Summary
- The Iran war is splitting MAGA, President Trump’s core political base, the report said.
- Tucker Carlson, a leading voice on the American right, said he regrets backing Trump over the Iran war and feels betrayed.
- The Wall Street Journal said Tucker Carlson has become the face of the anti-war faction dividing the MAGA movement, and that the friendship between the two men appears to have shattered.
Forecast Trend Report by Period


Tucker Carlson Criticizes Trump in Wall Street Journal Interview
“I Feel Betrayed” as War Fallout Spreads

The war with Iran is splitting MAGA, President Donald Trump’s core political base. Tucker Carlson, one of the most prominent voices on the American right, said he regrets backing Trump and criticized the president over the conflict.
In an interview with The Wall Street Journal published April 25, Carlson said, “I don’t hate Trump. I just hate this war and the direction the U.S. government is taking. I feel betrayed.”
He also asked why the U.S. government “can’t act on behalf of its own citizens.” Carlson called it a generational problem rather than one that began with Trump, adding that Trump had merely shown the system was more powerful than he was.
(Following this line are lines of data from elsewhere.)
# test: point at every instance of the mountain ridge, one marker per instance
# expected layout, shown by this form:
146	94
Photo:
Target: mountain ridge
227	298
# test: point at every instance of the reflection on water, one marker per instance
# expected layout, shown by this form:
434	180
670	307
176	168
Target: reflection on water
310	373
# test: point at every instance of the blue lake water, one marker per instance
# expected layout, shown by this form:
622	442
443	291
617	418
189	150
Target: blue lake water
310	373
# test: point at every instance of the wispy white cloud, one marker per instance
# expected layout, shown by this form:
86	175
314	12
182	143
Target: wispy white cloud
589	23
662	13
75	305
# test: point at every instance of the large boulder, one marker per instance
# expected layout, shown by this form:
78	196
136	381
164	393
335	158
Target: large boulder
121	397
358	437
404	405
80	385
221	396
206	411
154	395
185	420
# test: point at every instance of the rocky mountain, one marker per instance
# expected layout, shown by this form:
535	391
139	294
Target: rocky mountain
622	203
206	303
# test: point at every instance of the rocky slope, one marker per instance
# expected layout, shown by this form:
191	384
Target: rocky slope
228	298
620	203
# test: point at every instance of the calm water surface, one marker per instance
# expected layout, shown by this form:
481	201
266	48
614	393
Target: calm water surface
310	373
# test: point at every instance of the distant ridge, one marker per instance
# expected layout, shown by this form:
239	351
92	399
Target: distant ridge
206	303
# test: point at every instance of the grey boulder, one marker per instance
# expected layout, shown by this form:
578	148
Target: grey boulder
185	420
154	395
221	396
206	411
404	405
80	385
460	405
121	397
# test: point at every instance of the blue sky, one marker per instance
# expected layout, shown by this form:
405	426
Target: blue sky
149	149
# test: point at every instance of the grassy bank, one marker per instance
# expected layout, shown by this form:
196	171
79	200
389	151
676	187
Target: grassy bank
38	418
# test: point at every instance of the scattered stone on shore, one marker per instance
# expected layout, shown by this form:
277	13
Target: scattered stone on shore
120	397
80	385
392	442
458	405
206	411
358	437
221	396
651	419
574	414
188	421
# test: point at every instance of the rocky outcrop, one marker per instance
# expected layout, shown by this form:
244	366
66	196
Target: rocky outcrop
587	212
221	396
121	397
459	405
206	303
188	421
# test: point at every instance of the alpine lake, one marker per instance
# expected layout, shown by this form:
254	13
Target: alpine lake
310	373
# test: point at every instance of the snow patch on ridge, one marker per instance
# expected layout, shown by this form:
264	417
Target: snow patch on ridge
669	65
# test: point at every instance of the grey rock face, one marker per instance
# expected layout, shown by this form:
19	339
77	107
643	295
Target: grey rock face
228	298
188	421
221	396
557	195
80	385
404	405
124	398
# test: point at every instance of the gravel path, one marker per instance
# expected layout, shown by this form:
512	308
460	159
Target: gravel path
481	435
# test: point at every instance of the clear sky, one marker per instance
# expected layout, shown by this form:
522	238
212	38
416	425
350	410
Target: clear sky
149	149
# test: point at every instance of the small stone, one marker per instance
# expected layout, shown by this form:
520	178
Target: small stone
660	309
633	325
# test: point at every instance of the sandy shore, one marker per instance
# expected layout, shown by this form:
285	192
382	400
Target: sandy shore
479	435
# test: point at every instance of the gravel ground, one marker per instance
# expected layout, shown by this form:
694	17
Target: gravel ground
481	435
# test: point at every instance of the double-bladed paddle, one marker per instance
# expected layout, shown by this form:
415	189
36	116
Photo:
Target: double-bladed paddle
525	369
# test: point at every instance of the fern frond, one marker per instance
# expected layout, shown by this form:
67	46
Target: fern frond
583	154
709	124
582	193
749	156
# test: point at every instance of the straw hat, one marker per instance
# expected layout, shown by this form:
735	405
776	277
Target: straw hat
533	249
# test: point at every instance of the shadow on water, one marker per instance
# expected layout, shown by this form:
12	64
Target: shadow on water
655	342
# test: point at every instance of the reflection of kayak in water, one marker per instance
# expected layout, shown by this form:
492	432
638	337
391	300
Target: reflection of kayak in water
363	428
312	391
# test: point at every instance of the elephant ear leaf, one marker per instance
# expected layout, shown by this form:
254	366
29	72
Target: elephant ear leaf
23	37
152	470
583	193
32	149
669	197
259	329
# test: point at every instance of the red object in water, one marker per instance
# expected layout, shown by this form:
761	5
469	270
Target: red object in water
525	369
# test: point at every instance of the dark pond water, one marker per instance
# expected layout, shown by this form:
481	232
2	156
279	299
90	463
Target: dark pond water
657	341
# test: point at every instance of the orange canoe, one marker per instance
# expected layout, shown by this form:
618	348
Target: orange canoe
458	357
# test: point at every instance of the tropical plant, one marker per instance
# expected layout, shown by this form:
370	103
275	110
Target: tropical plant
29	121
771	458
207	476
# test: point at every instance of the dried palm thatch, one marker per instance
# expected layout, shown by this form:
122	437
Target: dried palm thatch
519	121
Carlson said he broke with Trump on Feb. 28, when the Iran war began. He said he visited the White House three times and spoke with Trump day and night in an effort to stop the war, but failed.
“Unfortunately, Trump ended up proving his own claim that the people who run the government think only of themselves,” Carlson said. “That may be a way to run an authoritarian system, but it is not a way to run a liberal democracy.”
Carlson, a former anchor at CNN and Fox News, has long been regarded as one of the media figures closest to Trump. He launched his own podcast in 2023 and now has 6 million followers.
Carlson also played a role in shaping Trump’s second administration, including Vice President JD Vance’s selection, the Journal said. The newspaper described Carlson as “the most popular conservative commentator in America” and said he has become the face of the anti-war faction dividing the MAGA movement. It added that the friendship between the two men, who spent nearly a decade reshaping the modern conservative movement together, appears to have shattered.
On his podcast on April 20, Carlson said he expected to be troubled by the fact that he had supported a president at war. He also said he wanted to tell people, “I’m sorry for misleading you.”
During the 2024 presidential campaign, Carlson was a staunch Trump ally and gave speeches backing him. He supported Trump in part because of the president’s pledge not to start “new wars” overseas, including in the Middle East.
But the relationship began to fray after Trump’s second administration took office. Carlson criticized Trump over the airstrikes on Iranian nuclear facilities in June 2025. Trump responded by calling Carlson a “weirdo.” Carlson also criticized the U.S. overthrow by force of Venezuelan President Nicolás Maduro in January 2026.
The relationship appeared to improve when Carlson accompanied Trump to a January 2026 meeting with oil-industry executives. Trump pointed to Carlson at the time and said he was a “very famous conservative” and a “WASP,” an acronym for White Anglo-Saxon Protestant that refers to a traditional upper-class establishment group in the US.
But at about 10 p.m. on Feb. 27, the day before the attack on Iran, Carlson said he received a message reading, “We’re going,” meaning an attack was imminent. “I simply couldn’t believe this was really going to happen,” he said, recalling the moment.
As Carlson continued to criticize the Iran war, Trump attacked him on April 17, saying, “Tucker is a low-IQ person” and “overrated.”